Tax thresholds have been frozen since 2021, including tax-free personal allowances, currently £12,570, and the higher rate tax bracket which currently starts at £50,270.
The previous Conservative government set a 2028 date for the thresholds to uplift with inflation again, something not seen since Rishi Sunak was chancellor in 2021.
At that time less than 4pc of occupations had median salaries worth more than the higher rate tax threshold. The Chancellor is considering extending the freeze by two years until 2030.
Average full-time employee earnings increased by 7pc, hitting £37,430 this year, according to figures, from the Office for National Statistics’s annual survey of pay.
Postal workers saw the largest increase in pay among major occupations, with a 18pc increase, taking their pay to £33,583. This was followed by special needs teachers, general doctors and waiting staff.
The increase in doctors’ pay likely reflects pay deals agreed by junior doctors and consultants, which boosted their pay to £48,288.
The pay of specialist doctors increased by 7.7pc, hitting £74,979, with the top tenth percentile of doctors earning just short of £150,000 a year.
Meanwhile, another bumper increase in the minimum wage in April to £11.44-an-hour likely helped drive up lower paid workers’ annual pay.
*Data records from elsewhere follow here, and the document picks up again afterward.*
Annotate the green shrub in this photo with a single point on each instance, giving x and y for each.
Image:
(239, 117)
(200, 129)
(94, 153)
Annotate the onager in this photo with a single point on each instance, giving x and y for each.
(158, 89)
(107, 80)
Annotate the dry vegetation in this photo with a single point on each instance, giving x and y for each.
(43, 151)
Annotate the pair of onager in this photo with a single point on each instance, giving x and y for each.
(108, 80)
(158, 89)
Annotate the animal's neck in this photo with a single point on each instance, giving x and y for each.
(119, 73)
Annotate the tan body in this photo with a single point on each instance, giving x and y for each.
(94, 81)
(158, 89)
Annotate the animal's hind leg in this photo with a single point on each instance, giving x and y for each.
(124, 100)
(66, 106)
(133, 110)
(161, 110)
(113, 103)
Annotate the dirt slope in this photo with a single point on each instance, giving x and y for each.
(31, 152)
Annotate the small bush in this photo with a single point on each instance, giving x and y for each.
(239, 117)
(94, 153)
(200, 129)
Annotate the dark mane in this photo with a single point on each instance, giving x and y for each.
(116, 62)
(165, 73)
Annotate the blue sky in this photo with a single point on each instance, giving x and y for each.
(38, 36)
Chief executives remain the highest paid occupation at £88,056 a year, followed by marketing directors, IT directors and financial managers.
Newspaper editors, insurance underwriters, lawyers and train drivers were among the occupations to see average, full-time pay fall year on year.
However, train drivers remain the 12th best-paid occupation, earning £63,958-a-year, with the top quarter earning around £70,000. This puts them ahead of barristers, electrical engineers and IT managers.